Lupi 08 - Death Magic
Should have seen this when she was mopping up blood.
Voices at the front of the house. No time. She crammed the pottery shards behind a spring green throw pillow on the banquette, sat in the only remaining chair, and took a bite of a cookie.
“I told you,” Deborah was saying, her voice growing closer, “he went for a walk.”
“Was that before or after someone smashed your window?” Drummond asked.
“I didn’t know it had been broken until you asked me about it just now. I haven’t been at the front of the house.”
Lily washed down the bite with a sip of cold coffee just as Drummond strode into the room with Deborah a pace behind. Three more men followed behind the two of them—two she didn’t know, plus Mullins, who was looking especially dense and dull.
“I’m sure Ruben will be back soon,” Deborah said. “I don’t know what else to tell you.”
Drummond stopped when he saw Lily—but not like he was surprised. He smiled, cold and nasty, his eyes glittering with anger. “Look who beat me here. What a coincidence. You dropped by to chat with a suspect just before I came to arrest him.”
“You’re arresting Ruben?”
“He doesn’t seem to be here, does he? You know anything about that?”
Lily looked at those glittering eyes and her stomach lurched as if she were in an elevator headed down way too fast.
That wasn’t anger she saw. That was triumph. Drummond had just gotten exactly what he wanted. “How could I? I’m not part of the investigation anymore.”

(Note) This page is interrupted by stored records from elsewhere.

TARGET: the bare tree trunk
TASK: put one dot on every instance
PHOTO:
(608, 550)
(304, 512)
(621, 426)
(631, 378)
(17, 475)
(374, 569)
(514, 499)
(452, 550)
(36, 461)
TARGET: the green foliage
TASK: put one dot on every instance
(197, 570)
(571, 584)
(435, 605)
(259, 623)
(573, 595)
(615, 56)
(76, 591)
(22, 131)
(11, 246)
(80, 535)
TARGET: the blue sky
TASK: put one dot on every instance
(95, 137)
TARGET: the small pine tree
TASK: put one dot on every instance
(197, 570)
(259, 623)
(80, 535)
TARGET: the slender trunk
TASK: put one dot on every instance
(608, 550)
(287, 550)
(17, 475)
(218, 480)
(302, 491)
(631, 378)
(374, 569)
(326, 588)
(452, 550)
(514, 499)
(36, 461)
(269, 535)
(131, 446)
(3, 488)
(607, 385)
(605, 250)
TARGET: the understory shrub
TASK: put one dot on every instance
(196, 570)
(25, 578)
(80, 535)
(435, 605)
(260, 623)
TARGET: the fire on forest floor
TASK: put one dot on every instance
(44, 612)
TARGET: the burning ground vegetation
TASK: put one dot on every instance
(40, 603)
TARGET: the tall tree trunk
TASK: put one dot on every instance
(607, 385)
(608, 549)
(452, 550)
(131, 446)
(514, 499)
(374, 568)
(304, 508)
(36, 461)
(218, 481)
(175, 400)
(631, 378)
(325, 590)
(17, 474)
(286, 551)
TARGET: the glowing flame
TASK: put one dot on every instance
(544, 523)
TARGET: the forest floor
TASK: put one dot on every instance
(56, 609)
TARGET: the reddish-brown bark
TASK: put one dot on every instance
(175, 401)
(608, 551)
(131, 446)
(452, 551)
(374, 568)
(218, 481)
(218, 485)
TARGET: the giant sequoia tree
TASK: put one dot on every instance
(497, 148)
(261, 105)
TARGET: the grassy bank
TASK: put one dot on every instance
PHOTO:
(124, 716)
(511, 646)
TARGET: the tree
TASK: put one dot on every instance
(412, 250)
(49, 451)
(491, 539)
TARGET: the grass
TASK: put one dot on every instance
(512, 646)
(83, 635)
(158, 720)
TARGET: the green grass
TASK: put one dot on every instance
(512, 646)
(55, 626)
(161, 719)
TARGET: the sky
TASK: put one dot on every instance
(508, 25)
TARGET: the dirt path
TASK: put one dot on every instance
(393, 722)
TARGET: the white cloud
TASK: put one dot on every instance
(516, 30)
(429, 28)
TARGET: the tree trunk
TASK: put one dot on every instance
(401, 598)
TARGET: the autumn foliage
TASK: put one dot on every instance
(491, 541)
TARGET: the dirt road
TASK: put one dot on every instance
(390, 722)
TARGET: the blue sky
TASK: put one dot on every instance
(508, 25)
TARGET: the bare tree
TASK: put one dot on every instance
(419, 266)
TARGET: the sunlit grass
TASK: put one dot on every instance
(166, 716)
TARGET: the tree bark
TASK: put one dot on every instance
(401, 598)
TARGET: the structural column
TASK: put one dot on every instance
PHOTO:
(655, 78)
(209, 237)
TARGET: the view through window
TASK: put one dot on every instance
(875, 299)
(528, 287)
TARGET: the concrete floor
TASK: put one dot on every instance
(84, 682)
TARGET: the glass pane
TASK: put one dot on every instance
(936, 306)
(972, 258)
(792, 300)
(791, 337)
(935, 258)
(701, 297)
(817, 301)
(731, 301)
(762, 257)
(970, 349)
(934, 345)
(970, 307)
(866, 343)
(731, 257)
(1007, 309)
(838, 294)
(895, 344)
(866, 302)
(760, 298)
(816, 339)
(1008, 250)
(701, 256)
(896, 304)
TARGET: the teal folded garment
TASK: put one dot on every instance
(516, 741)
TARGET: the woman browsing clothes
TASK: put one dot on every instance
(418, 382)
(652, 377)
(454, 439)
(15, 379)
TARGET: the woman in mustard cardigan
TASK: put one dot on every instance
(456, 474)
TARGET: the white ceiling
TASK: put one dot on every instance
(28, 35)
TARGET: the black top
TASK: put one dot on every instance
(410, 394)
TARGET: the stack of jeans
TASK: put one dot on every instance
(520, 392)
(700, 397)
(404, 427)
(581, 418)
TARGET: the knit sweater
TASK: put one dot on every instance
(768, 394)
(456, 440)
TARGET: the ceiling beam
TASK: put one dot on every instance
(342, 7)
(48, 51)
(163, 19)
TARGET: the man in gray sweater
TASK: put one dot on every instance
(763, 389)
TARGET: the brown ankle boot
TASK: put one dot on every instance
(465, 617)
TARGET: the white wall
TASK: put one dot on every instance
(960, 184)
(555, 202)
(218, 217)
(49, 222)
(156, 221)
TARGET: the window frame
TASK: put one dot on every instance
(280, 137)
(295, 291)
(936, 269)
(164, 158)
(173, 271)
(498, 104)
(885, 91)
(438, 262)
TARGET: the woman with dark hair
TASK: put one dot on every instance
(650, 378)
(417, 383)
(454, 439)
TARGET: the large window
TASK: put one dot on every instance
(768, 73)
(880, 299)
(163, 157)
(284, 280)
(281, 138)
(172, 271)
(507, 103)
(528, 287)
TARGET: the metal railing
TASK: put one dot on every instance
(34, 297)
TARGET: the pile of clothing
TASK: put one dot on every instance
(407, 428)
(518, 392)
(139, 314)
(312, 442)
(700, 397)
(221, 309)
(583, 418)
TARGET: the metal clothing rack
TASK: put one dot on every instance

“You got the last part right. Special Agent Lily Yu, you are under arrest.”
TWENTY-FIVE
IN the cold darkness beneath the oaks and hawthorns and elms, the world was moist and fragrant. Two wolves walked under those trees. Leaves crunched and released their mélange of scent-messages with every footfall. Impossible even for Rule to walk silently here, much less the raw new wolf who trailed him.
Enough leafy canopy remained above them to hide the stars . . . though not the moon, not entirely. Fat and pale and so nearly full Rule’s eyes could barely limn the missing sliver, she lit their way and flooded them with moonsong. Behind him the new one paused as he had from time to time, so intoxicated by the scent-torrent the world poured upon him in shimmering abundance that he had to stop and smell. Just smell.
Rule paused patiently with him.
Tomorrow was full moon. The three days and nights leading up to full moon were the normal period for First Change. And that was the only normal thing about this particular First Change.
Rule didn’t think of the wolf who followed him as Ruben Brooks because he wasn’t. Surely he would be again. This First Change couldn’t be that different. But it would be a few days, perhaps a week, before memories and thoughts of his other form began to surface; another week before he was able to resume his original form for a time. That would happen at the new moon following First Change. Brand-new wolves often needed help with that Change, or at least strong encouragement.
Those first two weeks were a heady time, each moment brimming with newness and delight. Or they should be. The wolf keeping pace with Rule had known all too much confusion and fear. It boded ill for how man and wolf would weave their joint life in days to come.
Of course, until now, no lupi had ever been a forty-six-year-old man when First Change hit. They could hope that would make a difference.
Rule and the wolf who used to be Ruben Brooks wound through the trees along the west side of Dumbarton Oaks Park, roughly forty acres of woodlands in the middle of Georgetown. It had taken them hours to get this far. Some of that was due to the careful, roundabout way two wolves must travel in a populous city, but some had to do with the new wolf’s need to play.
Normally new wolves were born at First Change into bodies as gangly and unfinished as the boys they were before that moment—not puppies, no, but not fully adult, and with a youngster’s need to play and explore. This wolf needed that, too, though his body was fully mature. He and Rule had romped in Rock Creek Park—Mika was away from his lair, unfortunately, but Rule made sure they left their scent near it—and rolled in the creek as they followed it south. Once they reached Dumbarton, they’d snapped at scampering field mice near the Naval Observatory, then flushed a rabbit in the wooded area between the embassies of Denmark and Italy.